Tuesday, January 13, 2009

Wish

Oh how I wish I could destroy that side of me, what does it offer other than complications.  At times I feel that it is right, but I must keep it a secret.  Others can never know and because of that I feel trapped.   Its not that I go out and broadcast the news but, just that I must change who I am in order to protect people from unwanted grief.  Wouldn't it be easier to just destroy that side of me so that I never have to worry.  I feel like an outcast, maybe it is advantageous to truncate who I am and be open than just hide what is there and hope that it holds.  I hate that side if me, I want it gone.

Monday, December 22, 2008

Prometheus

How  I  long to be challenged by you, the way you make me think about things in a different way.  You help me become someone I am not,  yet at the same time you help me find myself.  You have been away for so long but that may all change soon, I got the taste of you in my mouth and it filled my mind with the possibilities.  I never want you alone, you come promised with new blood, but you have done that before.
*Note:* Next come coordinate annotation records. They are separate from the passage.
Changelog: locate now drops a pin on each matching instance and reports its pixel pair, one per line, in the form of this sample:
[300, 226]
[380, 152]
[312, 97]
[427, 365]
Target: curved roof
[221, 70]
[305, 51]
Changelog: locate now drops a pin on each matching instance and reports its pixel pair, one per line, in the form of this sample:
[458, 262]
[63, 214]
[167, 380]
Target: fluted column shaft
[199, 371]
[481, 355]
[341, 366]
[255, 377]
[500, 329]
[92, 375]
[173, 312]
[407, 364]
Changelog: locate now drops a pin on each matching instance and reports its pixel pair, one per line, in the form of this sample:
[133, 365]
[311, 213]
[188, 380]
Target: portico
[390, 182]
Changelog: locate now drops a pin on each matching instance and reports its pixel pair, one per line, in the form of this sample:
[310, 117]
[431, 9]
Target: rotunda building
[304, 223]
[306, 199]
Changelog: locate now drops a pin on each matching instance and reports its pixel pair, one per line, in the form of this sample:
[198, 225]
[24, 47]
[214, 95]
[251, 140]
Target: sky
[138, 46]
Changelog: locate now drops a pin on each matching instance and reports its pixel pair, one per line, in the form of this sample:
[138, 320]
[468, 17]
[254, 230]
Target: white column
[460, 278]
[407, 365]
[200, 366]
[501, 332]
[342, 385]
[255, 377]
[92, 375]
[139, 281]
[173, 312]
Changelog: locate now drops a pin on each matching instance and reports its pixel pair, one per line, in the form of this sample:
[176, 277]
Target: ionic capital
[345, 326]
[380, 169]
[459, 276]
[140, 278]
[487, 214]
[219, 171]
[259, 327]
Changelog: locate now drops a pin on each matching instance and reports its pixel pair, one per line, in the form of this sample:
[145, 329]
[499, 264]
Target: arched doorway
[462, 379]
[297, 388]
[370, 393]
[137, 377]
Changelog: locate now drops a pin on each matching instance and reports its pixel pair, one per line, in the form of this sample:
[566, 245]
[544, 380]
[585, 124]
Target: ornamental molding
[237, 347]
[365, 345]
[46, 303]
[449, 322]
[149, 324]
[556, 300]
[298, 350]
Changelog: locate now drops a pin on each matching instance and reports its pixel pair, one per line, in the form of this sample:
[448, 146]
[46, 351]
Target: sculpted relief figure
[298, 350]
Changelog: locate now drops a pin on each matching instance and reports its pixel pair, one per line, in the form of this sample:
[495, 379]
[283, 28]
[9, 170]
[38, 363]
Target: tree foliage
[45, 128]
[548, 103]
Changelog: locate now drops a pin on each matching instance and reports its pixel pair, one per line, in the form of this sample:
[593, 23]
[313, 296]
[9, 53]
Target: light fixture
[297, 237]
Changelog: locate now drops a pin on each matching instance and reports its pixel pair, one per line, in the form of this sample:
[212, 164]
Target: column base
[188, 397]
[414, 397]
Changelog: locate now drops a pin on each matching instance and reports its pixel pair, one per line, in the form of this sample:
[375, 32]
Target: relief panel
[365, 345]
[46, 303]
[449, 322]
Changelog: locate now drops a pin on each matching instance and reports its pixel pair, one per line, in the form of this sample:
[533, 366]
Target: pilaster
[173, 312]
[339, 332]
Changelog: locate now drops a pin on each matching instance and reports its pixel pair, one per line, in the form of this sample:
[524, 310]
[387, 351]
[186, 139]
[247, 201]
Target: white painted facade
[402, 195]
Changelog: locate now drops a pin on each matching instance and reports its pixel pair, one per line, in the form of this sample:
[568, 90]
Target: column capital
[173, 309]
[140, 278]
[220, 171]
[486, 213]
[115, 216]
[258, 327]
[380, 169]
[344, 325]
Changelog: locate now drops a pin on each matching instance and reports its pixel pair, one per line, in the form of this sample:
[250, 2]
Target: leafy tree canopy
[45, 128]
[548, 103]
You have teased and toiled with me on countless times.  Often I lay shattered as you let me experience you, then you unfurl your wings and go unto the wind.  If I can not have you how I want you then there is only one thing left for me, I must create you.  Reap down into my soul and bring fourth the essence give you life.  After your first breath I will let you wonder and choose what destiny you wish to create.  For so long I have tried too hard to control you, to limit you.  You have learned to hate me, but this time will be different.  You will be in control of yourself, I will watch you flourish and prosper as you change the webs of fate.  You will have the power to create and destroy, they will learn to love you as I do.

Wednesday, December 10, 2008

Injured

I am a fixer, if its broken I try to fix it.  If its not broken I still try to fix it.  When it comes to something that I can not fix I do not deal with it well.  I feel helpless, useless, depressed, and end up just shutting down.  This is the worse feeling and there is nothing that I can really do.  It may fix itself but what if it does not?  What am I to do then?  I may never have any kids so I have adopted my other animals as my family and I feel very strongly about them and protective.  How helpless I feel when I can make something better.  I don't think I could handle being a parent and feel helpless in such a situation.

Thursday, December 4, 2008

Fire

Why do I do this to myself, why must I get involved things that I should not be.  I have enough of my own shit to worry about to deal with someone else's.  I am very angry, It is very hard on me not to just throttle someone to make me feel better.  I like to think I am a passive person, but sometimes others have a way to get to me.  Interrupting or muttering while I am trying to talk and explain my side.   I need to let off anger.  I really do have my self sometimes for making things worse.  Maybe that's why I so often want to be alone in the quiet so I don't screw things up and make situations worse.  I wish I did not care as much as I do and the worse is that I care more than people even know.  If I don't care then I don't get involved.  I just need to get away from it all, to forget myself and disappear.

Something New

I miss camping, I used to do it all the time but recently its been once a year if I am lucky.  Well coming up soon I get a chance to test myself, primitive camping.  A few friends of mine are going to venture out into the woods with clothes, knives, flint and steel and a little food and spend 2 days.  I know it does not seem that hard but this is like a mini excursion and we are planning a bigger one.  It will be nice to get away for a while and settle my nerves.  I used to do it all the time and the lack of communing with nature has taken its toll.  Also it will be nice to test myself, I know I used to be able to do it and i wonder if I can now.  I wonder if we will be able to dig that trench like we want.   




On another note why is it that girls look so hot sucking on a candy cane and guys... well eww.